A code rewrite is embedded in btb.c and btb.h but not enabled by default. It has not finished testing at this point.

Return Address Stack (retstack, RAS)

Added a method, clear(), to empty the retstack. This was added for execve support.


The use of the hash table is disabled by default. define USE_HASH in cache.h to enable this.
The use of the statistics handler is no longer implemented. Instead, the cache can dump its stats directly.
A model for bus contention times has been added. It is disabled by default (define BUS_CONTENTION in cache.h to enable this). This model was disabled since it slows down fast forwarding dramatically.
last_tagset and last_blk (for fast cache repeat hit handling has been removed - unless there were some compiler optimizations going on under the hood, this was not providing an advantage).
context_id for a block is defaultly set to -1, otherwise, a hit would be falsely detected if the addr generated the default tag for a cache block.

Cores (core_t)

The use of the statistics handler is no longer implemented. Instead, the core can dump its stats directly.
A copy constructor for core_t has been provided, it will be revised in the future and may not be safe to use once the simulation has been initialized (it is fine during the resize of the std::vector<core_t> cores).
icount checks have been changed since the data type is unsigned.

EIO Handler

eio_read_chkpt now closes the input file.
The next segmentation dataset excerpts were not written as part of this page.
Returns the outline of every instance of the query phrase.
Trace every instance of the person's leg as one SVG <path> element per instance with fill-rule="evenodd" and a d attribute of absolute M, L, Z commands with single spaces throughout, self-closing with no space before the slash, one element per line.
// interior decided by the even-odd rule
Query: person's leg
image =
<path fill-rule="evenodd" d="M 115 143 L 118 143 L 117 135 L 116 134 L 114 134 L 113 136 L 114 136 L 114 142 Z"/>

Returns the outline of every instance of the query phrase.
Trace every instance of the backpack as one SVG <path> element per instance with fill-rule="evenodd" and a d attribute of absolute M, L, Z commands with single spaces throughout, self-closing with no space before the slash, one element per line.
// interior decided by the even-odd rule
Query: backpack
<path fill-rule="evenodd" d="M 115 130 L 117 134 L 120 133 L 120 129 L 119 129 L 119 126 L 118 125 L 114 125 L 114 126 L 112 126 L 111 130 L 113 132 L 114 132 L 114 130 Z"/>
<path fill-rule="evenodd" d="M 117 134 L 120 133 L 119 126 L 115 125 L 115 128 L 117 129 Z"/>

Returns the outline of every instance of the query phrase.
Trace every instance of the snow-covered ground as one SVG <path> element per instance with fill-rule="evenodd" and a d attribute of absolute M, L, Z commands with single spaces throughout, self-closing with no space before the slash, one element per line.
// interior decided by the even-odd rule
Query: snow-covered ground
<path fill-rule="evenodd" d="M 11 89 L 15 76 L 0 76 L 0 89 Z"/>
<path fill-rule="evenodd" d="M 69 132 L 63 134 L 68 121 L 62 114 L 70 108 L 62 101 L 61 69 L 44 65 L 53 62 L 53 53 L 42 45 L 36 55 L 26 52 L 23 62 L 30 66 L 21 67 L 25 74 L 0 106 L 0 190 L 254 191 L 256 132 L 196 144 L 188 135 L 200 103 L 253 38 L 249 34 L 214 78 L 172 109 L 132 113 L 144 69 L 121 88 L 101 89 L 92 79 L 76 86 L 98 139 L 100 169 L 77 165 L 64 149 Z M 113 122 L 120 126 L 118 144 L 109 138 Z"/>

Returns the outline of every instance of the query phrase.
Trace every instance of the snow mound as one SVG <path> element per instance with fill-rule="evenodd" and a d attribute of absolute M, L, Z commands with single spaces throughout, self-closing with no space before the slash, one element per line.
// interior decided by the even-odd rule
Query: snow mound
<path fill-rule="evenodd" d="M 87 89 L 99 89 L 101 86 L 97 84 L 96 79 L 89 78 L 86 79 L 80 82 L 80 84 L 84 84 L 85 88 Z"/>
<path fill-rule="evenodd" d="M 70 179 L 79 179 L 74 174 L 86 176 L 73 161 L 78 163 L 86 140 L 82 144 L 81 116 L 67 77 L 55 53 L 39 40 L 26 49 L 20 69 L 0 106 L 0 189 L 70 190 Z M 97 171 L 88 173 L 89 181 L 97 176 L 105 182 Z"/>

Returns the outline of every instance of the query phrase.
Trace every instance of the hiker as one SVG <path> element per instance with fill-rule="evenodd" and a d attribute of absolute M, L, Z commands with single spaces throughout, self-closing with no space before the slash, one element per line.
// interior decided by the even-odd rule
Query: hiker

md_fault_type now has md_fault_segfault that detects out-of-bounds usage of memory mapped files (shared only).


unaligned quadword loads and stores are now supported (when on 4 byte boundaries). This is a common problem and would cause legitimate code to fail. Other mis-alignments are not supported (and are usually a more significant problem).


exit_code is no longer needed (setjmp/longjmp removed)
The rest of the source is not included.